Adversarial Machine Learning
Machine learning techniques were originally designed for environments in which the training and test data are assumed to be generated from the same (although possibly unknown) distribution and/or process. In the presence of intelligent and adaptive adversaries, however, this working hypothesis is likely to be violated.
Applying machine learning to use cases like fraud, anti-money laundering and infosec presents a unique set of challenges:
- Little or no labeled data
- Non-stationary data distributions
- Model decay
- Counterfactual conditions
This event is entirely devoted to understanding how modern machine learning methods can be applied to these adversarial environments. We will have hands-on workshops as well as talks by leading practitioners from industry and academia.
Sep 10, 2016, 9:30a - 5p
620 Folsom St #100
San Francisco, CA 94107
09:00 - 09:30 Registration
09:30 - 10:15 Tackling Bitcoin's Fraud Problems (Soups)
10:15 - 11:45 TensorFlow Workshop on Adversarial Examples (Illia)
11:45 - 12:15 Learning from Large Bodies of Malware (Zach)
12:15 - 01:00 Lunch
01:00 - 01:45 Dealing with Counterfactual Model Decisions (Alyssa)
01:45 - 02:30 Tackling the Full Spectrum of Threats Confronting the Enterprise (Arshak)
02:30 - 03:00 Break
03:00 - 03:45 Assessing Merchant Fraud Risk at Square (Thomson)
04:00 - 05:00 ML-based Fraud Detection for Fraud and Abuse (Jacob)
Adversarial ML Topics Covered
Expert Speakers That Understand Adversarial ML Challenges
Coinbase is the easiest place in the world to buy or sell crypto-currency (bitcoin, ethereum, litecoin).
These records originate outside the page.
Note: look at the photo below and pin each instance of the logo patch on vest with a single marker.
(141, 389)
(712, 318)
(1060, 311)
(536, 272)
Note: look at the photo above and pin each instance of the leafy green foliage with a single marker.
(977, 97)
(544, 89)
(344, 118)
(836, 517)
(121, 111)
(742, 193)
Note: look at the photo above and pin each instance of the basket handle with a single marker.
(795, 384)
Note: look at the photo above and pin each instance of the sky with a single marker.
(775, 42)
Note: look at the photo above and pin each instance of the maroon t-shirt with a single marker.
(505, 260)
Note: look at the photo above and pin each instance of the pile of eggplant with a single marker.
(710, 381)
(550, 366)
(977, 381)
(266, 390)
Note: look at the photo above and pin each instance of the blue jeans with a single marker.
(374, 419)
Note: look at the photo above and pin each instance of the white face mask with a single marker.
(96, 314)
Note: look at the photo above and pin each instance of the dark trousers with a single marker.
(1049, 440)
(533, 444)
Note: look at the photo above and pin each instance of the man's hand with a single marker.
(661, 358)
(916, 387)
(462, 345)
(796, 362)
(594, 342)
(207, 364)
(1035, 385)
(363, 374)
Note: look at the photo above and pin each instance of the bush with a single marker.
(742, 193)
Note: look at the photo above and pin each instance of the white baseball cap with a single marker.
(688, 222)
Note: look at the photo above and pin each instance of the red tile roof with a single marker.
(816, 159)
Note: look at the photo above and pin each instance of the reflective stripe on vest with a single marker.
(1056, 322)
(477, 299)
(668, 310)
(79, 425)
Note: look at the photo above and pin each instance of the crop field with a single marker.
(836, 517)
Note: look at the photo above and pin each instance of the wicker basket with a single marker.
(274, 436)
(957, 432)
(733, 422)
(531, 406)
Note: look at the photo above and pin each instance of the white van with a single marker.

We also attract the most sophisticated fraudsters: who use stolen credit cards or bank accounts to purchase crypto-currency and move it out of our hosted wallets. Since crypto-currency is like cash and there's no means to recover the stolen goods once sold, our fraud problem is easily one of the hardest fraud problems in the world.
I'll present some of the recent fraud trends we've seen and how we've solved them using a combination of machine learning systems (machine learning based risk score, anomaly detection and related user modeling). I'll also talk about the Know Your Customer (KYC) program that we've built to establish the identity of our customer.
TensorFlow has taken the deep learning world by storm. This workshop will be led by one of TensorFlow’s main contributors, Illia Polosukhin. Illia’s hands-on workshop will cover:
- Dropout - both for preventing overfitting and as mechanics to get "what model doesn't know" (confidence of prediction).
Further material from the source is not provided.